Indian truckers seem to be the most sensible people in the country. They merrily cheered their way through Richard Gere kissing Shilpa Shetty, although whether they would go on to heed Gere’s advice to them on safe sex — “No condoms, no sex” — is another matter. Shetty and Gere were performing at an HIV/AIDS awareness mega-event in Delhi for which the audience consisted of around 3,000 truckers. The trouble started when the news channels and papers went on a sort of loop with footage and stills of the impromptu jig-ending-in-a-kiss-on-the-cheeks. (Shetty was caught unawares in the first few moments, but quickly got into the spirit of it.) The media, though far from censorious, did seem to be left a bit breathless by it all. But the Shiv Sainiks in Mumbai saw red, and went about their usual business of breaking and burning. Things caught on, and Gere’s effigies were burnt in a number of cities. Complaints against obscenity in public were filed with the police, and three lawyers have also gone to court against Gere and Shetty. A Jaipur magistrate has ordered NDTV to surrender the original videotape of the incident by next week.

Gere has apologized to just about everybody; there have been wry comments from the British press (which now regards Shetty as its very own); bloggers cannot stop spluttering with NRI outrage against the desi prudes; and Shetty has tried to explain Gere’s sweetness, harmlessness and gentlemanliness to her offended compatriots — in her fresh, new cultural-ambassador manner.

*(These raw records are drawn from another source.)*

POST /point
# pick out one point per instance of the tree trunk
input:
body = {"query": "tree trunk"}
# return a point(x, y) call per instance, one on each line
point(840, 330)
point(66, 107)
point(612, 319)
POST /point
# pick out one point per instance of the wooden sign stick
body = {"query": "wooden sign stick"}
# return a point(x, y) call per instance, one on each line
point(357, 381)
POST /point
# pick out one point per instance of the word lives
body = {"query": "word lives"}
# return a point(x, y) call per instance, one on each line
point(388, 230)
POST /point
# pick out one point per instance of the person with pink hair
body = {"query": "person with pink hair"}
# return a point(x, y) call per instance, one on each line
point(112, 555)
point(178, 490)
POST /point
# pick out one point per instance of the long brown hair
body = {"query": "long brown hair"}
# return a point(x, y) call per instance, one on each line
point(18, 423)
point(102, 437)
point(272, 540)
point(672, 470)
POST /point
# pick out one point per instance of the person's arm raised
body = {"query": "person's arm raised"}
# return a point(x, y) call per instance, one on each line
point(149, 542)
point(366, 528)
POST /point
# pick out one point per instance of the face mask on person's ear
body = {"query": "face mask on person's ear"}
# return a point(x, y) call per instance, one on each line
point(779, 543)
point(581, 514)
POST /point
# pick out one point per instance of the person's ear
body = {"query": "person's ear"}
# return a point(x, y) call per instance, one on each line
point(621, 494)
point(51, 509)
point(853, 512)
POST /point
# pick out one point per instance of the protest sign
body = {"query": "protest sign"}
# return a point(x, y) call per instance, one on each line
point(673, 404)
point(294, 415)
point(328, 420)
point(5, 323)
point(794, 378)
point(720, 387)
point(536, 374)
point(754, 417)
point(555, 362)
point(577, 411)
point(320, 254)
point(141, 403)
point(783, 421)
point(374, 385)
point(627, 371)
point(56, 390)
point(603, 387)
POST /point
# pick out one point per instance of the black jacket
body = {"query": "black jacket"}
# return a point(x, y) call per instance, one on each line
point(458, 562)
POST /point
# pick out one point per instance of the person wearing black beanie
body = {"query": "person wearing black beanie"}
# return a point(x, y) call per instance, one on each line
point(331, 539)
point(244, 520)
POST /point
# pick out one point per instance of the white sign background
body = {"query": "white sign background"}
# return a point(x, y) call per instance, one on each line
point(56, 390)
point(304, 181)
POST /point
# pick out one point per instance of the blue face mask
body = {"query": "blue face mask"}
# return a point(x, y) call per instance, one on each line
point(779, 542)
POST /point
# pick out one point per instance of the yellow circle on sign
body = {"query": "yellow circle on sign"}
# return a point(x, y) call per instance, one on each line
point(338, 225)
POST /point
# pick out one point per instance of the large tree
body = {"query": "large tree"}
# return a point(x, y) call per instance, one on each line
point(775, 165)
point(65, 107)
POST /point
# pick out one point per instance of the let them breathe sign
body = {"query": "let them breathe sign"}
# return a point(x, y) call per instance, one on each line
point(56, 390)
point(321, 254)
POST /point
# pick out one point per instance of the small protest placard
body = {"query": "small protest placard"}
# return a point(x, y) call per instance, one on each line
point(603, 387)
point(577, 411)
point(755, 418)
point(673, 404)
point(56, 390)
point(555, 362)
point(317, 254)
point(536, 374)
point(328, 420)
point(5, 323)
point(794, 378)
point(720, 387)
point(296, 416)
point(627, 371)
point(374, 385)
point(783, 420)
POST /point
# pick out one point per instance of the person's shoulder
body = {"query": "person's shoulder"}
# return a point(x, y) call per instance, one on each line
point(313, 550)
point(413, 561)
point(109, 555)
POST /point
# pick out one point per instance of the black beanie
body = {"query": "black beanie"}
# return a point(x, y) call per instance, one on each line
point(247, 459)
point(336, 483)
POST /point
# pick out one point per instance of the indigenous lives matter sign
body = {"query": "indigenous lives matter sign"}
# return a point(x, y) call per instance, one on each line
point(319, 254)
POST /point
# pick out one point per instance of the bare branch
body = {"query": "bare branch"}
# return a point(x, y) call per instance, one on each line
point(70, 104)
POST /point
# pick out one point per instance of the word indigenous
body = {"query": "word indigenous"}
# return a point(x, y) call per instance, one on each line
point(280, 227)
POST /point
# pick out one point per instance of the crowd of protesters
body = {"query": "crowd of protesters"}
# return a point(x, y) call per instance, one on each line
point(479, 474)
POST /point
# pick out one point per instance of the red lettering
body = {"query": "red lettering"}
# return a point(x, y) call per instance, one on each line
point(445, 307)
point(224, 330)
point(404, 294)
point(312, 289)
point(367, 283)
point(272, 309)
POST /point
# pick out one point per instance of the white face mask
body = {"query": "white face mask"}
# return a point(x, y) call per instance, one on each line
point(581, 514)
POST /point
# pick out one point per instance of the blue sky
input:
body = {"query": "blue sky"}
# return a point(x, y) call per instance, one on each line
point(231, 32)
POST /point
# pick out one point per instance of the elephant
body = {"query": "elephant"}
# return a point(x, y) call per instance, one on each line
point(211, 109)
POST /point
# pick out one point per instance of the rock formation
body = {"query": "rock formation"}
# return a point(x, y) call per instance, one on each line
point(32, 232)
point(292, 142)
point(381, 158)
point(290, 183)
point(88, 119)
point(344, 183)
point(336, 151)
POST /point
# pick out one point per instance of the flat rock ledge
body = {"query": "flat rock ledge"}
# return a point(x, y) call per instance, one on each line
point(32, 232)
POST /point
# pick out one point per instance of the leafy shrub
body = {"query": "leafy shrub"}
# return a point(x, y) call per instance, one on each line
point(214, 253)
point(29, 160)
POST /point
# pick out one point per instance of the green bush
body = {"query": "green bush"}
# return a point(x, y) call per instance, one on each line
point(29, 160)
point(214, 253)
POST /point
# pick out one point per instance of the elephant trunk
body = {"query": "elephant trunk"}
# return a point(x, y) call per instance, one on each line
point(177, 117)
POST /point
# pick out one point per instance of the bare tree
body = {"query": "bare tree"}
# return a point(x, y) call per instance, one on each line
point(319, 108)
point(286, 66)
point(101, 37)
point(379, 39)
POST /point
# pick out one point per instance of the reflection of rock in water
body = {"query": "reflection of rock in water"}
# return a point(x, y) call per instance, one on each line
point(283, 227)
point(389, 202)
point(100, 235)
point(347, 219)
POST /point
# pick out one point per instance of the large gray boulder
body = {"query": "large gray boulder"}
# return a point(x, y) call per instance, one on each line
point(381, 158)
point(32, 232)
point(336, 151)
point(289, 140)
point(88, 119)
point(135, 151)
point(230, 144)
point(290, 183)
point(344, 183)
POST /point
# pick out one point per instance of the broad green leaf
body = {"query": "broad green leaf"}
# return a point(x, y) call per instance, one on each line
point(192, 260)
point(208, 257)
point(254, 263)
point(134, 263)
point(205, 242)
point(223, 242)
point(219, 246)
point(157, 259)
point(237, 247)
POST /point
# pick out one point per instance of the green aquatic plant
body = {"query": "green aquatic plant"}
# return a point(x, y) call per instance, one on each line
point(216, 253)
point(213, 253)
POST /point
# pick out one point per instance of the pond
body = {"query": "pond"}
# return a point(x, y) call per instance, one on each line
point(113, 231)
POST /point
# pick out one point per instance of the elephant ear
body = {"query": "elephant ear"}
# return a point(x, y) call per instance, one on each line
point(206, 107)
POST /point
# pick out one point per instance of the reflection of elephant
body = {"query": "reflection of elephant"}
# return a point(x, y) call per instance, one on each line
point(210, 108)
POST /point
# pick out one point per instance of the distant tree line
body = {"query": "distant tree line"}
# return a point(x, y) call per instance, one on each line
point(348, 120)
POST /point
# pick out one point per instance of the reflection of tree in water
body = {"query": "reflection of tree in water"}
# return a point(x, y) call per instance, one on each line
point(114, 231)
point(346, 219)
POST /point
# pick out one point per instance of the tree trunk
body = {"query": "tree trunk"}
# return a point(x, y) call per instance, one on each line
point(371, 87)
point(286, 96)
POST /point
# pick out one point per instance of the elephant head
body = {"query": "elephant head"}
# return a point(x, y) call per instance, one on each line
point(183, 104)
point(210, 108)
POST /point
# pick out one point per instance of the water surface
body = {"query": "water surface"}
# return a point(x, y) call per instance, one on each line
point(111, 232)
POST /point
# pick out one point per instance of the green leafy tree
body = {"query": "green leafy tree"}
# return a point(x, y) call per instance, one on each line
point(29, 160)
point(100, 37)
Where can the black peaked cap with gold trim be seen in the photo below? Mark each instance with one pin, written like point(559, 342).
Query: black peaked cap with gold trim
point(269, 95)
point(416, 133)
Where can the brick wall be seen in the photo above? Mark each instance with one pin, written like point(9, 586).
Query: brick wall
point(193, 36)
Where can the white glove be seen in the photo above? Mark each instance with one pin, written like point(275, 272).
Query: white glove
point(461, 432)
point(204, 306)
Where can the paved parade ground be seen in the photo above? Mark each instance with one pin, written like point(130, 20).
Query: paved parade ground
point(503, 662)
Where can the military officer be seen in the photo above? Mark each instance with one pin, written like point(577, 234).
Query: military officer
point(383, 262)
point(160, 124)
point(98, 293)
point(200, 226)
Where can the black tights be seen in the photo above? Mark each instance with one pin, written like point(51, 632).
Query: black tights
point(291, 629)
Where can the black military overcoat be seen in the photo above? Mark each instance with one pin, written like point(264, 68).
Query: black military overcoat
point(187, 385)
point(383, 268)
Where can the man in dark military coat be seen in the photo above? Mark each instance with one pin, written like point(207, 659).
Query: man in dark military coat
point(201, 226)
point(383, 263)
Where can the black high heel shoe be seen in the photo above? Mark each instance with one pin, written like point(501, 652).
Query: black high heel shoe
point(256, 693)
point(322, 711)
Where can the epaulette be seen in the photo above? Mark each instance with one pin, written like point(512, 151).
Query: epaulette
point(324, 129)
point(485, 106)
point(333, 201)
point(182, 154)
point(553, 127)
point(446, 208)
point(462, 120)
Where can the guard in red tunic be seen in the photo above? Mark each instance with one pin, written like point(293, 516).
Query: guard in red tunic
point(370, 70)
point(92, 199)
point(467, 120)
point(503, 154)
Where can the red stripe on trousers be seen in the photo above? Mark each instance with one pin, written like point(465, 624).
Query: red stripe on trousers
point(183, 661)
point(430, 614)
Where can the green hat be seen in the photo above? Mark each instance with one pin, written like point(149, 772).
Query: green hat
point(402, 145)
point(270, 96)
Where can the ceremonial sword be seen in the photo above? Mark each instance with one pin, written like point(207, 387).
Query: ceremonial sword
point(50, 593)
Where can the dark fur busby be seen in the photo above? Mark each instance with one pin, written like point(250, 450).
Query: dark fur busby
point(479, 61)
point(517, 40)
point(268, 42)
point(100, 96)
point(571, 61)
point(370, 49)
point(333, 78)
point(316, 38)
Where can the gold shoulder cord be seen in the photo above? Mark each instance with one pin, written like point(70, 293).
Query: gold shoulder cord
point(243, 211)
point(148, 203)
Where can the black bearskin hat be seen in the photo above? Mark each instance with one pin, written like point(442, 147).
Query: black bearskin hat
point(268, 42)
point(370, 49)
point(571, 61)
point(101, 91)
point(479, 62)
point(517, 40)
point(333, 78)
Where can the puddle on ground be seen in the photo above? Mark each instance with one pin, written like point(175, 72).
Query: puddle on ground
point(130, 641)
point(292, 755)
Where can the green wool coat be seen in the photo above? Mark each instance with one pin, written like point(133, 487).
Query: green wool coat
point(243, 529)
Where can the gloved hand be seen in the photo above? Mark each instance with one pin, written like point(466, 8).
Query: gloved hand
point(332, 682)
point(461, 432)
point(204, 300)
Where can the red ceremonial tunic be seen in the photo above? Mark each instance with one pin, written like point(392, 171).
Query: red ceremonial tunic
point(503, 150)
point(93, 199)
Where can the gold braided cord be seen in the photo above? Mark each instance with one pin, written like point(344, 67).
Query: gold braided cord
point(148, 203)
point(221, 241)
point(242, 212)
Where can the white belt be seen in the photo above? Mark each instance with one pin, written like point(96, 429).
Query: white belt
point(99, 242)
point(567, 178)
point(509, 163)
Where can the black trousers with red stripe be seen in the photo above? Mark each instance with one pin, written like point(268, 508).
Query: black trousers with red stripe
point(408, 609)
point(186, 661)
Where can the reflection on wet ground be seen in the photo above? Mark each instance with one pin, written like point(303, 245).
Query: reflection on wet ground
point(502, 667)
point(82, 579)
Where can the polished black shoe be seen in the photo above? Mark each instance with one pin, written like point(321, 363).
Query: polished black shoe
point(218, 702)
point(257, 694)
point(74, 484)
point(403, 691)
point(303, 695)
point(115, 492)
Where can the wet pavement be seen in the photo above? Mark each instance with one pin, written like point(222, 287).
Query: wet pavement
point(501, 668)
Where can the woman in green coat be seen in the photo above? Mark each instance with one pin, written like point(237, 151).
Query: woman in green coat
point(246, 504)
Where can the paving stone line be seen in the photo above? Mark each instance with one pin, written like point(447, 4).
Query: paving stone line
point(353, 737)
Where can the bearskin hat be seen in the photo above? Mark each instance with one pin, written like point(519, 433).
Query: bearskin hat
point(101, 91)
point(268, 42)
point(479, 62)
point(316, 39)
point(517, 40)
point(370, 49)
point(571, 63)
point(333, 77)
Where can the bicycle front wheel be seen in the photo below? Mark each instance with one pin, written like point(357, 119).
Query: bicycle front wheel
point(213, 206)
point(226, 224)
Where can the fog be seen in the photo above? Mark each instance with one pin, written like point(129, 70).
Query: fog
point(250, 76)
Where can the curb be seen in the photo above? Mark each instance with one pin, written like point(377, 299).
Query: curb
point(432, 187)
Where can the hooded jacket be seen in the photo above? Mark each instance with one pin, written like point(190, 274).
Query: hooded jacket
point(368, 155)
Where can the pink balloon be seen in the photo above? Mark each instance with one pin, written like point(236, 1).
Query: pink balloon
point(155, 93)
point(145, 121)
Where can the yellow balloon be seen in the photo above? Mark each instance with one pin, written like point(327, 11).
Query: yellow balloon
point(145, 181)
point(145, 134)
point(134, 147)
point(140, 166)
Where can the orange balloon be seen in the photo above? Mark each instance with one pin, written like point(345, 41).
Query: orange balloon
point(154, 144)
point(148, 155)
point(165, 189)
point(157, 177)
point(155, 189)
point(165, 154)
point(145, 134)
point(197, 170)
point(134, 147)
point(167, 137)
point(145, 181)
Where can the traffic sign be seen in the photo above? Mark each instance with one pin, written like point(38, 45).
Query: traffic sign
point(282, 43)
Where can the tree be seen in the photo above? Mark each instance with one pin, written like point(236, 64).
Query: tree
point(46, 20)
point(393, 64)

Naturally, the whole thing has been happening in the name of that oft-invoked non-concept — Indian culture. It feels like a waste of words to ask the inevitable question: why should a 21st- century democracy reckon with such an absurd set of reactions to something as banal as a showbiz kiss? And why should it do so repeatedly? Remember Shabana Azmi and Nelson Mandela, or Rakhi Sawant and Mika? Think of the dreary routine of savagery on Valentine’s Day every year. Think of Husain and naked Hindu goddesses, or ministers (BJP as well as Congress) and Fashion TV, or chief ministers and bar girls, or communist leaders and cabaret dancers, and one can carry on for ever. What the Shiv Sainiks and their lumpen brethren do unabashedly, politicians and bureaucrats, of every hue, do with more solemn authority. But it feels the same to adults who resent being arm-twisted into notions of decency. It feels like the bludgeoning of common sense and an appalling waste of energy and time.

If one bothers to get to the bottom of this, what is it about sex and erotic freeness, or about anything that might, rightly or wrongly, evoke either of these, that prudes and bigots seem to mind? Perhaps the answer is too sordid to contemplate, especially when this trait comes with the power to make important public decisions and definitions.